= Kazanlı =

Town in Turkey

Kazanlı is a former municipality in Mersin Province, Turkey. In 2008 the municipality was abolished and absorbed into the municipality Akdeniz within the new district Akdeniz, which was created from part of the former central district of Mersin.

==Geography==
Kazanlı is approximately 10 km east of Mersin center. It is a Mediterranean coastal town. East of the town, there are small settlements surrounded by fields. Towards west and north of the town there are industrial plants and some neighborhoods of Mersin.

==Population==
The population of the municipality was 10,120 as of 2007. The number of buildings of the town is approximately 1,600.

==Economy==
The town was the former port of Tarsus. (see Aulae (Cilicia)) But now fishing has replaced export business. Another economic activity is agriculture. The fertile fields around Kazanlı are well known for forced crop, especially vegetables. Beginning in the early 1970s, factories appeared in the north and west of the town. These include a ferrochrome plant, a soda factory, and a number of agri-food factories. A middle wave radio transmitter site is also in Kazanlı.(see Radyo Çukurova)

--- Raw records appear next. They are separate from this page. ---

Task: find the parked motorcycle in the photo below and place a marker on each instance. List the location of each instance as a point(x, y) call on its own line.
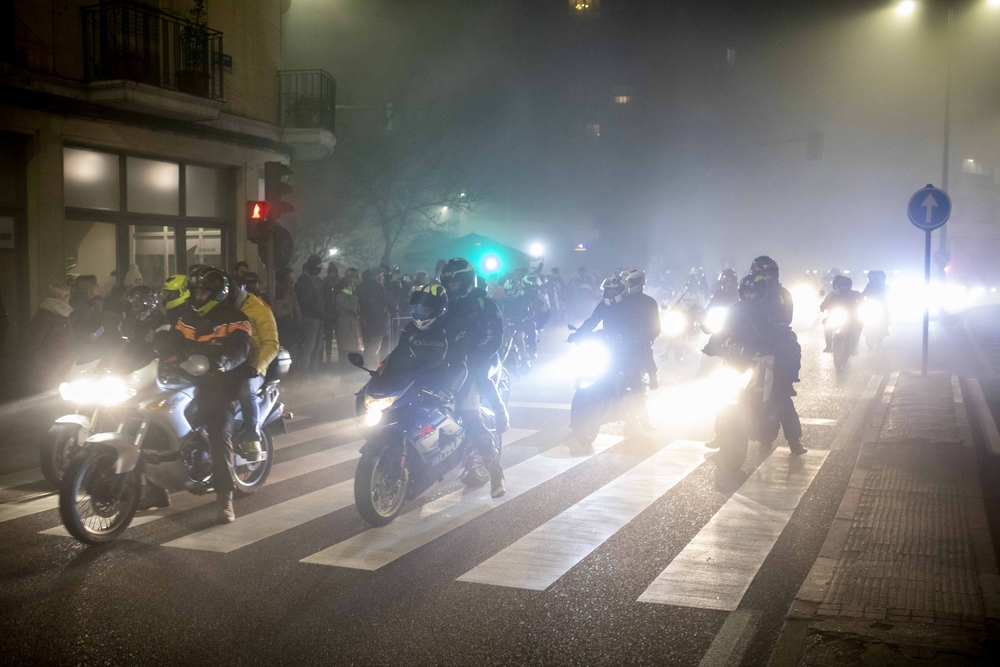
point(159, 434)
point(106, 374)
point(414, 442)
point(609, 386)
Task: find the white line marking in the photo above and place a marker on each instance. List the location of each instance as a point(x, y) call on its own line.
point(540, 406)
point(733, 639)
point(545, 554)
point(270, 521)
point(716, 568)
point(376, 547)
point(183, 501)
point(986, 421)
point(890, 387)
point(20, 478)
point(814, 421)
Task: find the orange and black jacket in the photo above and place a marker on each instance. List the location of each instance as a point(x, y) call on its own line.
point(222, 335)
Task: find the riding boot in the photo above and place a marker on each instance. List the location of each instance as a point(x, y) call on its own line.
point(224, 501)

At the present, tourism plays no role in the Kazanlı economy.

==Sea turtles==
The beaches around Kazanlı are considered as the most important spawning area of rare species of sea turtles in Turkey. These species are loggerhead sea turtle (Caretta caretta) and especially green sea turtle (Chelonia mydasretta). Both species are listed as endangered species (EN) by the IUCN.

Main concern about the spawning areas is industrial pollution. The heavy metal content of the seawater is continuously monitored by the academicians and the factories are warned by the authorities when necessary.